Processing MNase-Seq files can be done, but with caveats. Generally, “peaks” are not necessarily called in these types of analysis for a few reasons. First, the number of differences are so many that it considerably reduces statistical significance scores for peaks to be called. Second, shifts in nucleosomes can create differences that are generally too small to be reliably called. Third, differences between conditions can go in either direction, up or down, and Macs2 is not suited for these types of differential significance calls.

In personal experience, calling differences as a delta coverage score is generally more reliable. See the generate_differential.pl application as a convenient tool to do this.

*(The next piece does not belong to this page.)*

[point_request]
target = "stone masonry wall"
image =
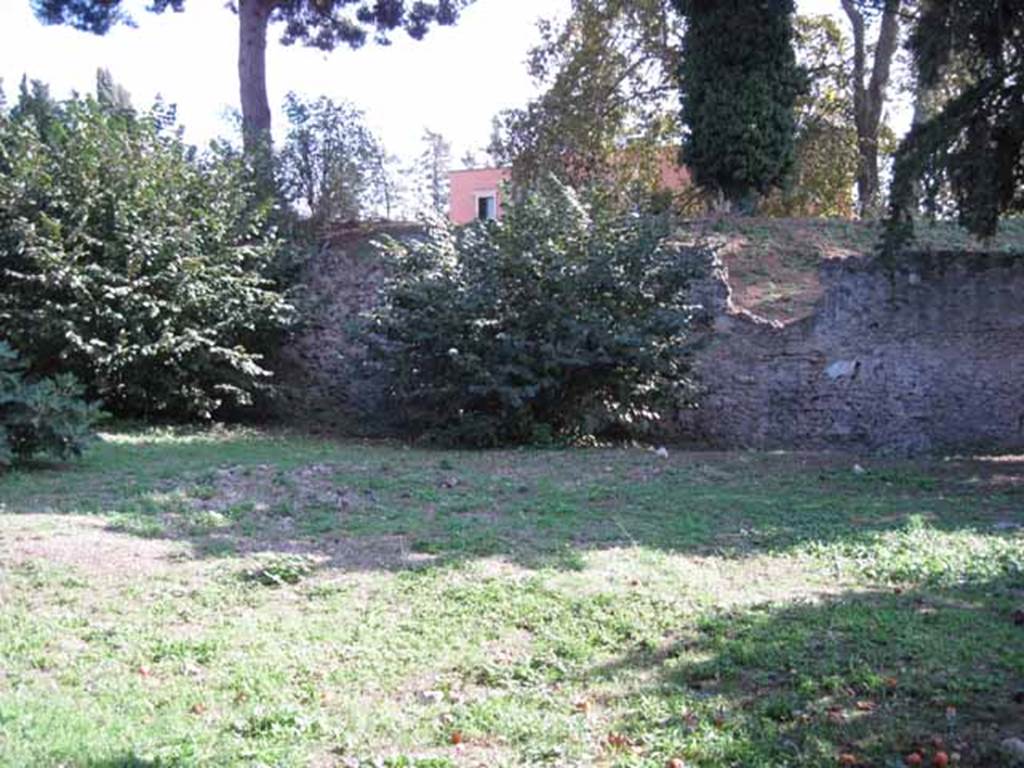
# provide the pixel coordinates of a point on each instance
(927, 356)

Duplication is also a concern, and similar to ATAC-Seq, MNase-derived nucleosome fragments exhibit extremely high biological duplication. The same cautions should be applied with MNase-Seq as with ATAC-Seq (see above).

Reference genome scaling

Using a reference genome for controlling enrichment between conditions, such as including Drosophila chromatin in your ChIP assay of human chromatin as described, for examaple in Orlando et al, is an advanced technique of analysis. Unfortunately, this normalization scale can not be used in peak calling, since it artificially skews the coverage depth and breaks the assumptions of equality (null hypothesis) between ChIP and control required for making a statistically confident peak call. It is best to call peaks without normalization, preferably in a normal or wild type situation, and then assay those peaks with external-genome normalized coverage tracks in subsequent analysis.

Earlier versions of this pipeline included options for scaling. These options remain as advanced options but are not detailed.